The country’s supply of rice will likely be stable for the remainder of 2022, but the Federation of Free Farmers (FFF) urged the government to quickly implement measures to boost agricultural production and anticipate external factors that may affect food supply and prices in 2023.
In a message to the Inquirer, Raul Montemayor, national manager of FFF, said “we will end 2022 with still around 60 days’ supply,” referring to the national rice buffer stock, which amounts to around two million metric tons every year.
Under the rice tariffication law, the national rice buffer stock can only be bought from local farmers, but under the Duterte administration, the National Food Administration was allocated only enough funds for 300,000 MT, good only for a week.
Aside from the measly buffer stock, external factors, such as the depreciation of the peso, India’s imposition of a rice export tax to control inflation and increased demand from other countries, may also affect the country’s rice stocks.
Montemayor’s brother, former Agriculture Secretary Leonardo Montemayor, who is FFF chair, conceded that there is usually a carryover stock that lasts until just before the March harvest.
The Department of Agriculture said earlier that the prices of food items, specifically rice and vegetables, might jack up by 15 to 20 percent as the rice-producing region of Central Luzon was hit hard by Supertyphoon “Karding” (See related story on Page A6).

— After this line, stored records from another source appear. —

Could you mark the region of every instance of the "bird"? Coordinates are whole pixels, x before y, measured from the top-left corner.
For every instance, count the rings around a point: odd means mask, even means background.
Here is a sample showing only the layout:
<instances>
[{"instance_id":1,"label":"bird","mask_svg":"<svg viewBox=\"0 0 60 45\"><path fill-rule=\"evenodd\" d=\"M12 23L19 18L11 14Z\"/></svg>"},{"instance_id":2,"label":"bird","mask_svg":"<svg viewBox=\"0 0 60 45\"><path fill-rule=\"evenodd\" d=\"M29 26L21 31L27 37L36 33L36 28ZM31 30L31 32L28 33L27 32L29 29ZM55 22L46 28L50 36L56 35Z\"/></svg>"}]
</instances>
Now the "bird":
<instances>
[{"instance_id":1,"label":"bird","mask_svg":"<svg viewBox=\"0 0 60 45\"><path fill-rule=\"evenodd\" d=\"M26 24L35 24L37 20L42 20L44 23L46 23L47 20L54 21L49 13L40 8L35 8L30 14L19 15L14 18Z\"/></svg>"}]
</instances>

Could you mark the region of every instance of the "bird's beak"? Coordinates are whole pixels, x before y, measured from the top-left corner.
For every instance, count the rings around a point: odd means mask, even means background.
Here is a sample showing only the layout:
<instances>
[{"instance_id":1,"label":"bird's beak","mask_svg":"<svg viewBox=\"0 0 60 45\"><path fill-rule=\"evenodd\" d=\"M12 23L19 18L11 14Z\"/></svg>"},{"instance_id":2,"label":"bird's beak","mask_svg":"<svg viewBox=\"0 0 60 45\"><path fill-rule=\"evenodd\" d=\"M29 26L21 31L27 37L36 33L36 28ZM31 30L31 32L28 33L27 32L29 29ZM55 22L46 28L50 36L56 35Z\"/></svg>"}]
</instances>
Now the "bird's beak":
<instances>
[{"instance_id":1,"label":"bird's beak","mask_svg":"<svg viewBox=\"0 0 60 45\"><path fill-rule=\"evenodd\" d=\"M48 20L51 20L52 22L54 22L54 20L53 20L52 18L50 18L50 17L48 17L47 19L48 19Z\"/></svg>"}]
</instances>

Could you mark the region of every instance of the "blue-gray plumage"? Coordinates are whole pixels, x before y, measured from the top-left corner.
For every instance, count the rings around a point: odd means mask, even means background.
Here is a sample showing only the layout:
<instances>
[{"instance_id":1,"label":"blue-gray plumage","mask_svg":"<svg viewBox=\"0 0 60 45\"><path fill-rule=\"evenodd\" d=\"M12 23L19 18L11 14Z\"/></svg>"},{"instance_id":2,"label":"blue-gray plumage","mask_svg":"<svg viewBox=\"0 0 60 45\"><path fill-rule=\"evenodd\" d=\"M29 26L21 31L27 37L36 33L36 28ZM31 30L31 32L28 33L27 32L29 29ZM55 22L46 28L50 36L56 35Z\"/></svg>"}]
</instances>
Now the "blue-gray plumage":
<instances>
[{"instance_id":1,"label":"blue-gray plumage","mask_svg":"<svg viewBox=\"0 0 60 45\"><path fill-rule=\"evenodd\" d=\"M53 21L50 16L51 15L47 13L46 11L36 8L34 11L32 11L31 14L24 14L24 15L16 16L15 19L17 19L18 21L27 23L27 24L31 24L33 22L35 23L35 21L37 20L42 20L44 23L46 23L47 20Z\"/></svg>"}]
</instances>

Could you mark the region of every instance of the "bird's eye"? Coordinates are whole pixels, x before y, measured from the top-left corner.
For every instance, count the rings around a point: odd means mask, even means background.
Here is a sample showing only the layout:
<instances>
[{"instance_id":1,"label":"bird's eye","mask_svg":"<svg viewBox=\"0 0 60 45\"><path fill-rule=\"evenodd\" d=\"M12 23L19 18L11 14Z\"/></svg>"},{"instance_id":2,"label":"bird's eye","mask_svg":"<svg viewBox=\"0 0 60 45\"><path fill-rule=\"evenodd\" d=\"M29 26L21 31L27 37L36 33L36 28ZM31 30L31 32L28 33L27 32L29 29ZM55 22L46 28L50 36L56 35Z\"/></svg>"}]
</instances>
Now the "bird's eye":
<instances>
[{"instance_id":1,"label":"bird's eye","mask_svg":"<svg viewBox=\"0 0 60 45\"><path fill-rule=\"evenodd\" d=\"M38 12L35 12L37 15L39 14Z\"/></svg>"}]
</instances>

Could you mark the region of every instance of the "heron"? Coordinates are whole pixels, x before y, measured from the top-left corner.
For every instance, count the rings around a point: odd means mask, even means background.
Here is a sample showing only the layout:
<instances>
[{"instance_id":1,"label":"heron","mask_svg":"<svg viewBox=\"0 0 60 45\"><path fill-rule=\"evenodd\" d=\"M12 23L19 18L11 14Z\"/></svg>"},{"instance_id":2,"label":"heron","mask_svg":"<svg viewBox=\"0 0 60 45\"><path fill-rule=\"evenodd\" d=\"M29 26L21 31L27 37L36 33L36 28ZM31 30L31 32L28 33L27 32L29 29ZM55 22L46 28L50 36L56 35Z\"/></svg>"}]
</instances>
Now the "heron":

It affected the livelihood of 103,552 farmers and fishers in the regions of Cordillera, Ilocos, Cagayan Valley, Central Luzon, Calabarzon, Bicol and Western Visayas.
With the typhoon’s damage to the essential agriculture sector nearing the P3 billion mark, FFF national president Dioscoro Granada asked the government to expedite the release of financial assistance to affected agricultural producers.
The FFF estimated that around P7.7 billion from excess rice tariff collections in 2020 have been made available as income subsidies for last year alone under the Rice Farmers Financial Assistance Program.
Of which, the Development Bank of the Philippines has met its distribution target of about P5.6 billion for approximately 1 million farmers.
“In contrast, the Land Bank [of the Philippines] has rolled out a mere 5 percent of its P2.1 billion allocation for its assigned 400,000 farmers,” Granada said.
Anacleto Mejares, secretary general of FFF, also pressed the Marcos administration to eliminate the “kinks” in the ongoing distribution of P500 million worth of fuel subsidies for 69,000 fishers and 69,000 corn farmers nationwide.